Guyotat est sans conteste engagé dans une écriture du rêve, c’est-à-dire attentive à la logique de l’inconscient et obstinée dans son impératif « matérialiste », ce terme signifiant avant tout corporel et donc éminemment tributaire d’une jouissance subjective, même à l’époque de la politisation des années 1970. Que Prostitution, Le Livre et Progénitures n’aient pas fait l’objet d’un scandale relève sans doute davantage de l’illisibilité radicale à laquelle l’inscription guyotienne atteint que d’une tolérance désormais acquise. La stratégie de l’illisible et de l’irreprésentable semble vouloir forcer le lecteur à participer au fantasme en cours, à défaut de quoi la profération exigeante et quasi impossible de ces textes lui restera fermée. « Les yeux rivés aux mots, le lecteur est obligé de subir une série d’orgasmes, très vite » (LI, 66). Mais pour que ce subissement advienne, encore faut-il parvenir à river ses yeux aux mots, c’est-à-dire à supporter d’entendre le texte selon sa logique expulsive.

Rappelons que l’idolâtrie se distingue à peine, dans la langue véhémente des prophètes d’Israël, de la prostitution, terme martelé inlassablement par les grands inspirés pour désigner les cultes rendus à Baal et aux autres divinités vénérées par les peuples entourant les Hébreux en Canaan. Comme l’expose Jean Bottéro, qui remonte « jusqu’à l’extrême horizon de l’Histoire », et comme le raconte Hérodote (I, 199), les prostitués, en ce temps-là, hantent les sanctuaires, perpétuant le rite antique de la prostitution sacrée[29]. La Loi de Moïse vient inscrire dans ce paysage culturel foisonnant un monothéisme absolument inédit qui frappe d’interdit la participation des enfants d’Israël aux cultes prostitutionnels du pays, considérés comme abomination, mais surtout comme infidélité « conjugale » envers l’alliance contractée entre Israël et Adonaï. C’est dans ce contexte que l’on doit envisager une différence entre l’interdit énoncé par la Loi morale et le tabou[30]. Le totem et la limitation taboue qui y correspond sont en effet à rapprocher de l’idole qui, à la fois, cache et dévoile la transcendance dont elle symbolise les pouvoirs et les revendications, symbole qui, par définition, demeure ambivalent puisqu’il occulte par une représentation limitée (animale) la réalité qu’il est sensé représenter. Le tabou et le totem-idole qui l’impose semblent donc participer d’un même acte de symbolisation et de déchiffrement qui nie cette ambivalence au profit d’une croyance en l’instance fétiche totalisant le sens.
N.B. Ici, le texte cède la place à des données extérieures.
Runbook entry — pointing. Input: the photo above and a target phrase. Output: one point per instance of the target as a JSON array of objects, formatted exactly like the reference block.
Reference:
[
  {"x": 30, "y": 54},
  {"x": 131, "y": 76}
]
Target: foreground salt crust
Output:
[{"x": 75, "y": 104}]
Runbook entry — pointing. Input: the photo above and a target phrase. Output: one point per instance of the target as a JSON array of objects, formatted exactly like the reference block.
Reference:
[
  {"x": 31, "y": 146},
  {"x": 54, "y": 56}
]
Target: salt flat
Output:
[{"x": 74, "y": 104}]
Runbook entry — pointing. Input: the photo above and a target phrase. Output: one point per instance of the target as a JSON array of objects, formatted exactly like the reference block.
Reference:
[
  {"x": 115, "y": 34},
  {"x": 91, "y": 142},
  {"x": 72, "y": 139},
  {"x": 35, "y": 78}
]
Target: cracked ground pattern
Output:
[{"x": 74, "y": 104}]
Ce n’est pas sans savoir ce qu’il en est de cette logique que Guyotat associe son art, non pas au totem, mais aux oripeaux, si ce n’est aux restes d’une surtotémisation qui en soulignent la facticité. Le travail de destitution est ici sempiternel et indépassable qui consiste à révéler le statut déjectionnel de l’idole mais non à s’en passer. Les prophètes d’Israël n’hésitent pas eux-mêmes à ramener les idoles au statut de déchets corporels, la prostitution étant aussi une façon de jouir sexuellement de la divinité (voir Ézéchiel 16, 15-17).
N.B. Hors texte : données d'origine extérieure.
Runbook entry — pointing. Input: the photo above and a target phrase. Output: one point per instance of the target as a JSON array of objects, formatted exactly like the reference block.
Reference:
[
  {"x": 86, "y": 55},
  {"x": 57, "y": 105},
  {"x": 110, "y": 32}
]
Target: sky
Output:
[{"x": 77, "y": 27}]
L’oeuvre de Guyotat procède de l’infinitisation qui fonde l’idole dans son effort à rejoindre le « père archaïque », à le pénétrer pour achever l’Histoire en la bouclant sur son Origine ; clôture fantasmée d’un âge d’or supposé perdu. Mais c’est une infinitisation qui, du même mouvement, ne peut pas ne pas se reconnaître, se rappeler à la mémoire et à l’impossible. D’où la violence de la déjection omniprésente, la scatologie apparaissant comme l’envers, l’annulation – insistante et répétée – de la fusion qu’accomplit l’idole. Ce mystère qu’est la déjection, la merde, la souillure radicale, est en effet la manifestation, dans l’écrit, de la mort dont l’idole se nourrit. Les textes de Guyotat pratiquent cette agressivité maximale qui expulse le lecteur sans pour autant cesser de lui faire signe et de le convoquer.